Mars 2003. Trois cent cinquante victimes de l’escroquerie occupent un lycée désaffecté à Rabat et déclarent qu’elles ne bougeront pas tant que le gouvernement ne leur offrira pas un emploi stable. « Un emploi ou la mort, dit l’une d’elles, c’est une question de dignité. » Presque toutes les régions du Maroc sont représentées. Les conditions sont dures, les locaux humides, isolés du froid avec du carton. Les occupants mendient à tour de rôle pour assurer la survie et acheter les médicaments de ceux qui tombent malades. Rachid y était. « On voulait que les responsables soient jugés. Moi, j’ai tout abandonné pour Annajat. » Khalid est étudiant en droit des entreprises. Lui aussi a tout plaqué pour les croisières. Avec un sourire douloureux, il décrit les agressions policières. Après un an d’occupation sans soutien, ils sont évacués par la force. Quelques compensations sont distribuées au cas par cas. Certains se voient offrir un visa pour aller trimer sous les serres andalouses. Aujourd’hui, Rachid erre dans les rues d’Almería, en proie à des troubles psychologiques. Khalid vend des bonbons dans un panier d’osier à Rabat.

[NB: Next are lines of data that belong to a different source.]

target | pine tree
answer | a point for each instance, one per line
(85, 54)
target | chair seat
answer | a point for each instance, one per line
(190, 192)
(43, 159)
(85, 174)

Pour M’hamed, autre victime exilée en Espagne, la nomination d’El Fassi au poste de Premier ministre est « une catastrophe » : la preuve que « la démocratie marocaine n’existe pas ». « Il a brisé des vies et n’a même pas été jugé. Nous réclamons une enquête ! » Sans vergogne, le nouveau Premier ministre parle de la mission sociale de son gouvernement et promet la création de 250000 emplois par an jusqu’en 2012… Mais la seule chose qu’il soit capable de garantir est la sacralité du pouvoir monarchique. Champion du baise-main de souverain, il a déjà usé ses lèvres sur celle de Hassan II dont il a été deux fois le ministre. Et ces pratiques d’outre-tombe ne sont pas révolues. Sur le bord des routes s’érigent les portraits démesurés du roi, alors que la misère enfle et gangrène villes et campagnes.
Qu’attendaient au juste les Marocains des élections du 7 septembre ? Pas grand chose, à en juger par les 37% du taux de participation. Cette « consultation » aura confirmé que l’amélioration de leurs conditions de vie ne passera pas par les urnes. Dans les mines de Jbel Awam, dans les usines textiles de Rabat et de Fès, dans les centres urbains de l’Oriental et récemment à Sefrou, des révoltes éclatent contre des conditions de travail effroyables, la privatisation de l’eau, la hausse du prix du pain… Avec pour seule réponse la répression. Les charters de touristes occidentaux peuvent affluer sans crainte sur Marrakech et la jeunesse marocaine se noyer par grappes dans le détroit de Gibraltar.

Publié dans CQFD n°50, novembre 2007.


[1] Parti de la justice et du développement.

[2] « L’Indépendance », vieux parti nationaliste.

[3] Agence nationale de promotion de l’emploi et des compétences, présidée par le Premier ministre de l’époque.